THE STEINBERG LAW FIRM BLOG

Irony of Ironies: Corporations Seeking to Avoid their Own Arbitration Agreements when Faced with Mass Arbitration Filings

In what must be the irony of all ironies in the class action and arbitration world, the New York Times reports companies requiring their customers to pursue claims in arbitration are being hit with “mass arbitration” in which thousands of customers file individual arbitration demands at the same time.  Faced with thousands of arbitration demands and the arbitration filing fees those companies’ agreements require them to pay when a customer files an arbitration demand, the companies are balking and trying to get out of arbitrating the claims. 

This comes after years of litigation across the country and several times before the United States Supreme Court in which companies argued that class arbitration cannot be allowed unless explicitly agreed to and that contractual waivers of class actions are enforceable.[1]  Apparently companies forgot the old saying that “what is good for the goose is good for the gander.”  As a judge ruling on an attempt by one of these companies to avoid arbitration of thousands of claims said, “there is a lot of poetic justice here.”  The irony cherry on top of this irony ice cream sundae is that one of the parties hit with mass arbitration filings and seeking to avoid its own arbitration agreement is AT&T, the same company who pushed the issue of barring class arbitration all the way to the United States Supreme Court.

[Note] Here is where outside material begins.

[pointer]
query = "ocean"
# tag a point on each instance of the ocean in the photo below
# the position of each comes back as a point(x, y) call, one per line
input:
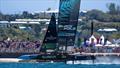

While we suspect that mass arbitration is not a silver bullet for dealing with the ills of arbitration—repeat players leading to conflicts of interest, lack of appellate review, increased costs hindering bringing small claims, etc.—it does represent a new avenue for holding corporate behemoths accountable when they engage in misconduct and try to shield themselves behind arbitration agreements.  Perhaps it will begin to dissuade companies from placing adhesion arbitration provisions into every consumer contract.  We know this will not be the end of the long-running war over oppressive arbitration provisions in consumer contracts, but it at least is a setback for corporations trying to avoid being held accountable for their misconduct.


[1] Directv, Inc. v. Imburgia, 136 S. Ct. 463, 466 (2015) (“The Federal Arbitration Act therefore pre-empts and invalidates [any rule that class arbitration waivers make an arbitration provision unconscionable].”); Oxford Health Plans LLC v. Sutter, 569 U.S.564, 565 (2013) (“Class arbitration is a matter of consent:  An arbitrator may employ class procedures only if the parties have authorized them.”); AT&T Mobility LLC v. Concepcion, 563 U.S. 333, 347 (2011) (stating that Stolt-Nielsen held that “the agreement at issue, which was silent on the question of class procedures, could not be interpreted to allow them”); Stolt-Nielsen S.A. v. AnimalFeeds Int’l Corp., 559 U.S. 662, 684 (2010) (“[A] party may not be compelled under the FAA to submit to class arbitration unless there is a contractual basis for concluding that the party agreed to do so.”); Jpay, Inc. v. Kobel, 904 F.3d 923 (11th Cir. 2018); Catamaran Corp. v. Towncrest Pharmacy, 864 F.3d 966 (8th Cir. 2017); Dell Webb Communities, Inc. v. Carlson, 817 F.3d 867 (4th Cir. 2016); Opalinski v. Robert Half Intern. Inc., 761 F.3d 326 (3d Cir. 2014).